Using the program SoundHack by Tom Erbe, we can place a sound anywhere in the binaural (two ears) space. SoundHack does this by convolving the sound with known filter functions that simulate the ITD (interaural time delay) between the two ears.


Close your eyes and listen to the sounds around you. How well can you tell where they’re coming from? Pretty well, hopefully! How do we do that? And how could we use a computer to simulate moving sound so that, for example, we can make a car go screaming across a movie screen or a bass player seem to walk over our heads?

Humans have a pretty complicated system for perceptually locating sounds, involving, among other factors, the relative loudness of the sound in each ear, the time difference between the sound’s arrival in each ear, and the difference in frequency content of the sound as heard by each ear. How would a "cyclaural" (the equivalent of a "cyclops") hear? Most attempts at spatializing, or localizing, recorded sounds make use of some combination of factors involving the two ears on either side of the head.

Simulating Sound Placement

Simulating a loudness difference is pretty simple—if someone standing to your right says your name, their voice is going to sound louder in your right ear than in your left. The simplest way to simulate this volume difference is to increase the volume of the signal in one channel while lowering it in the other—you’ve probably used the pan or balance knob on a car stereo or boombox, which does exactly this. Panning is a fast, cheap, and fairly effective means of localizing a signal, although it can often sound artificial.

Interaural Time Delay (ITD)

Simulating a time difference is a little trickier, but it adds a lot to the realism of the localization. Why would a sound reach your ears at different times? After all, aren’t our ears pretty close together? We’re generally not even aware that this is true: snap your finger on one side of your head, and you’ll think that you hear the sound in both ears at exactly the same time.

But you don’t. Sound moves at a specific speed, and it’s not all that fast (compared to light, anyway): about 345 meters/second. Since your fingers are closer to one ear than the other, the sound waves will arrive at your ears at different times, if only by a small fraction of a second. Since most of us have ears that are quite close together, the time difference is very slight—too small for us to consciously "perceive."

Let’s say your head is a bit wide: roughly 250 cm, or a quarter of a meter. It takes sound around 1/345 of a second to go 1 meter, which is approximately 0.003 second (3 thousandths of a second). It takes about a quarter of that time to get from one ear of your wide head to the other, which is about 0.0007 second (0.7 thousandths of a second). That’s a pretty small amount of time! Do you believe that our brains perceive that tiny interval and use the difference to help us localize the sound? We hope so, because if there’s a frisbee coming at you, it would be nice to know which direction it’s coming from! In fact, though, the delay is even smaller because your head’s smaller than 0.25 meter (we just rounded it off for simplicity). The technical name for this delay is interaural time delay (ITD).

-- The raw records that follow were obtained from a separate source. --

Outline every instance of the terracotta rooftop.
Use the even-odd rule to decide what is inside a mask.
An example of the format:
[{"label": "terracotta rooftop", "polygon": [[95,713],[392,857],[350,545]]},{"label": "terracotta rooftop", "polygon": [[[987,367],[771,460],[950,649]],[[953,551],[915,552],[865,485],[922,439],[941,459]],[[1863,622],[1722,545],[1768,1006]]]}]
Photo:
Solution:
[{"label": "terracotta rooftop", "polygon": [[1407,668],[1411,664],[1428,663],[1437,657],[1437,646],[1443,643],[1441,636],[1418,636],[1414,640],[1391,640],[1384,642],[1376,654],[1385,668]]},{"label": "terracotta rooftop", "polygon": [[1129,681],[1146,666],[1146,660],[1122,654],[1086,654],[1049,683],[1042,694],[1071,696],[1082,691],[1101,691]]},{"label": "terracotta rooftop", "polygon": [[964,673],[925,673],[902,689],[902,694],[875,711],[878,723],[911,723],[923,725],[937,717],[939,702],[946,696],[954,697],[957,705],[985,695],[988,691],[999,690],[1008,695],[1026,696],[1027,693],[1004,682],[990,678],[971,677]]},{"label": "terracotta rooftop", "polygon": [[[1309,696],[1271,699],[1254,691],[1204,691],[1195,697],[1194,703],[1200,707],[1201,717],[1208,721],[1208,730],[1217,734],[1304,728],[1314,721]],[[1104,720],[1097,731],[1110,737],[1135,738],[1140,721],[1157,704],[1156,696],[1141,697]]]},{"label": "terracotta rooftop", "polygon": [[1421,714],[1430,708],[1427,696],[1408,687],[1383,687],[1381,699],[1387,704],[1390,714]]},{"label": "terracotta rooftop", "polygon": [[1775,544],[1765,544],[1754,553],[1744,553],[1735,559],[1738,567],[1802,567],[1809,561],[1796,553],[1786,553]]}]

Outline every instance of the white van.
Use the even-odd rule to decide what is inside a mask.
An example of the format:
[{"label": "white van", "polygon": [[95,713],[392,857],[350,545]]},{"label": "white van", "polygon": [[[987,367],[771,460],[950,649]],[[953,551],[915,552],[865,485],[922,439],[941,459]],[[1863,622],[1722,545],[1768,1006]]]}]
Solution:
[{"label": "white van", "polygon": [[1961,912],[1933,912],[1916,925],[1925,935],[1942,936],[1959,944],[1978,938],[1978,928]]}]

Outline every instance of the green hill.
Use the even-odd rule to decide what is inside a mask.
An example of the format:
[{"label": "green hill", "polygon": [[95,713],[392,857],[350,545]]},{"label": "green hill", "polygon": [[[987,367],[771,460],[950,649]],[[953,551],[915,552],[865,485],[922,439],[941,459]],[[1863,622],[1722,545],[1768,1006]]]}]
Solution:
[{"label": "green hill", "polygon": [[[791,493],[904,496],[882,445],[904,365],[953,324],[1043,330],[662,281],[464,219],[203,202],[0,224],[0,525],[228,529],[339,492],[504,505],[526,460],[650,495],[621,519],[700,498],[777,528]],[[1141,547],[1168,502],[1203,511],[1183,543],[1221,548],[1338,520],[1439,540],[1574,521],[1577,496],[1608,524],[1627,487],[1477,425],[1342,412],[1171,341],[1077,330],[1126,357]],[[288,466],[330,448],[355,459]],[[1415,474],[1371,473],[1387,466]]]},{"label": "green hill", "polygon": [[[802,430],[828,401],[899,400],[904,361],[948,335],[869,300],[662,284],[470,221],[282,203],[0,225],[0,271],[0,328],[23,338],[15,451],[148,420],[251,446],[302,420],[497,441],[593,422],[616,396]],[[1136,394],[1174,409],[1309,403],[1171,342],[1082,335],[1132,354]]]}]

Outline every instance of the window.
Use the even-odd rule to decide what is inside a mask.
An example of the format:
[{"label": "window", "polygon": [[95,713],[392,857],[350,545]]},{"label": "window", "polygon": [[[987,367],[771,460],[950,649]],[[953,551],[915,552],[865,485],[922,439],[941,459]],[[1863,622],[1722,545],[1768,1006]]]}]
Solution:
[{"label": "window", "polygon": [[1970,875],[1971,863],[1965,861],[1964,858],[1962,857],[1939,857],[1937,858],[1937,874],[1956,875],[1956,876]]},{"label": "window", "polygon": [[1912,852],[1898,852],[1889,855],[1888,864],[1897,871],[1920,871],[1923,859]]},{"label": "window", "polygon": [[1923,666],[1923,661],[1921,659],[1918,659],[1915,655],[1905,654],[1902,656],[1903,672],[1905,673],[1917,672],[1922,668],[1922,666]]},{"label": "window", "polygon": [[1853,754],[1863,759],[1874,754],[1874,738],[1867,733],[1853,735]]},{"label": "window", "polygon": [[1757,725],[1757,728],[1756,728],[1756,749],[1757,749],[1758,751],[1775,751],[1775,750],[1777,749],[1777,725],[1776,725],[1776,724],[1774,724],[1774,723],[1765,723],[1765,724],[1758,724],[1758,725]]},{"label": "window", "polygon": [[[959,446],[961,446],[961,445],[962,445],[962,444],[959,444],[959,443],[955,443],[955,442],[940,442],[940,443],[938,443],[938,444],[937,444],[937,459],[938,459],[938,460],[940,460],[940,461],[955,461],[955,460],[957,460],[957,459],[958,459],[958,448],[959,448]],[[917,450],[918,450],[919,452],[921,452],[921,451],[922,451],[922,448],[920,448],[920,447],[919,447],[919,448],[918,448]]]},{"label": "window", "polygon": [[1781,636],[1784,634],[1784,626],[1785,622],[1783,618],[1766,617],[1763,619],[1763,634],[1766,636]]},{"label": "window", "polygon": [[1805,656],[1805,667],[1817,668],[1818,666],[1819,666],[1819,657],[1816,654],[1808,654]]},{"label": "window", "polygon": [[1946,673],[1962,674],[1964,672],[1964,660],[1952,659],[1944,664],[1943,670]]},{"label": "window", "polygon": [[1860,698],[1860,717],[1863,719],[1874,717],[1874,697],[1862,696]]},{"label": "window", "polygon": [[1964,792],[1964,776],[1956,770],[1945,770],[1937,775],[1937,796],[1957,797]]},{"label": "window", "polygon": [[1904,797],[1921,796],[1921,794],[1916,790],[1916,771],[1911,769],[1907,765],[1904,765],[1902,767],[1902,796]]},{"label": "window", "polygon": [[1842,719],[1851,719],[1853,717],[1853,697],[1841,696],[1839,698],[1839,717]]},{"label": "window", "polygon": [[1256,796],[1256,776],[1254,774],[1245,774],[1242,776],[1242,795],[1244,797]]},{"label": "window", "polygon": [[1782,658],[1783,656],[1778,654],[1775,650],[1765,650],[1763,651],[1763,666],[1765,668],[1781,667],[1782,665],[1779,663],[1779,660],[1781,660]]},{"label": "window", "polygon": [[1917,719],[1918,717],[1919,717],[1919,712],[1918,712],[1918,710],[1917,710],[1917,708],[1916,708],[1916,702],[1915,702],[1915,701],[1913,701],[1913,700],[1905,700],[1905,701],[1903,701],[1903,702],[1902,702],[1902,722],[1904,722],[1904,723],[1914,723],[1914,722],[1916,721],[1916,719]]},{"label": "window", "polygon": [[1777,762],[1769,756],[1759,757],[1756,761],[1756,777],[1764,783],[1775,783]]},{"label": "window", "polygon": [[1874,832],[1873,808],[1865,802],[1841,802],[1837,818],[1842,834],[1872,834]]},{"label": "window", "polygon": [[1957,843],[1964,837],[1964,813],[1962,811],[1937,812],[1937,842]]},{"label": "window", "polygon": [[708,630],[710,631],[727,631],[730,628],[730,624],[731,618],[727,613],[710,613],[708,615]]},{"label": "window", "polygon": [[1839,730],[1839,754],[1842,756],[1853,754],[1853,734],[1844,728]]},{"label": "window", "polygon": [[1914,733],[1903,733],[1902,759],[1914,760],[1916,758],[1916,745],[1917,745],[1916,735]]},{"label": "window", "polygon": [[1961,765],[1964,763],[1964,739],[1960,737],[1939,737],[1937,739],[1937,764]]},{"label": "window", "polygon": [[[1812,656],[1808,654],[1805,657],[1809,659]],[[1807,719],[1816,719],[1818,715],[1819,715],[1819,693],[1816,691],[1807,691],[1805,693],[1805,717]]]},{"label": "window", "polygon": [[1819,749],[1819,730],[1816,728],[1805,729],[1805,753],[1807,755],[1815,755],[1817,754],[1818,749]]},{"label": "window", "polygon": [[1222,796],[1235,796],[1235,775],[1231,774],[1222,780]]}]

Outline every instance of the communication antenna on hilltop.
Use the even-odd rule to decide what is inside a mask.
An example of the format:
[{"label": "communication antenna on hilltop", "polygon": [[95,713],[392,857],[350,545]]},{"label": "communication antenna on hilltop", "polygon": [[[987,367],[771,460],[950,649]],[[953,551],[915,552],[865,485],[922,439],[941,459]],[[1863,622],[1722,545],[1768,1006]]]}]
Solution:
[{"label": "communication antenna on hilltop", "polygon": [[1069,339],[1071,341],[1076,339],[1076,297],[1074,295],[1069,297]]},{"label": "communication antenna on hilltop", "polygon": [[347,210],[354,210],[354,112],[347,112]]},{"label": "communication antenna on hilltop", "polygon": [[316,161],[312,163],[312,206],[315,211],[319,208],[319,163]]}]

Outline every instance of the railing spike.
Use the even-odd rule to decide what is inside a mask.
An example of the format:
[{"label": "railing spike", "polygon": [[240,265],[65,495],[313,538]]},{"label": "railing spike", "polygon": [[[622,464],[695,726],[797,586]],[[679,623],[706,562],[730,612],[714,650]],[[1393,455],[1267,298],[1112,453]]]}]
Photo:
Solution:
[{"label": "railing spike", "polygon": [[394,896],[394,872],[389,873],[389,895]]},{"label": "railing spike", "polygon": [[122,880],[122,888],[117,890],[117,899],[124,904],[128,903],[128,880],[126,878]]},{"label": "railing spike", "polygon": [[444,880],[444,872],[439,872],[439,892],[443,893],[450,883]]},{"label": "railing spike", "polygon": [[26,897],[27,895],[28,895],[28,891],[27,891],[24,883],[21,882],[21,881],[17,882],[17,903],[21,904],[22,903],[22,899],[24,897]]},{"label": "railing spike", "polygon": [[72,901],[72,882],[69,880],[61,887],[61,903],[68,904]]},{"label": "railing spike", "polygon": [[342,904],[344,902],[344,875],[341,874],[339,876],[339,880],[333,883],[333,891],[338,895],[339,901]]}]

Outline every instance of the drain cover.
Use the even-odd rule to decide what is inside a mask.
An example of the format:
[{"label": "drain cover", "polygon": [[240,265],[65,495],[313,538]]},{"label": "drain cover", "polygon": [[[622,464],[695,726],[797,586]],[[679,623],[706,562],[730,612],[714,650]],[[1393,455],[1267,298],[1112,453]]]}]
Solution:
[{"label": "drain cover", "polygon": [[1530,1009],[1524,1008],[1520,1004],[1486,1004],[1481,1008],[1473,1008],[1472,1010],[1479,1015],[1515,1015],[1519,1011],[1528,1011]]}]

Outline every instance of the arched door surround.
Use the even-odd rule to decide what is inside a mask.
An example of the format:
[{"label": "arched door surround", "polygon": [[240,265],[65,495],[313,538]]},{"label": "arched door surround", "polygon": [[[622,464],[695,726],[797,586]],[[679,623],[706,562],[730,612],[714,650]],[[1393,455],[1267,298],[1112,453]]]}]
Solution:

To simulate ITD by computer, we simply need to add a delay to one channel of the sound. The longer the delay, the more the sound will seem to be panned to one side or the other (depending on which channel is delayed). The delays must be kept very short so that, as in nature, we don’t consciously perceive them as delays, just as location cues. Our brains take over and use them to calculate the position of the sound. Wow!

Modeling Our Ears and Our Heads

That the ears perceive and respond to a difference in volume and arrival time of a sound seems pretty straightforward, albeit amazing. But what’s this about a difference in the frequency content of the sound? How could the position of a bird change the spectral makeup of its song? The answer: your head!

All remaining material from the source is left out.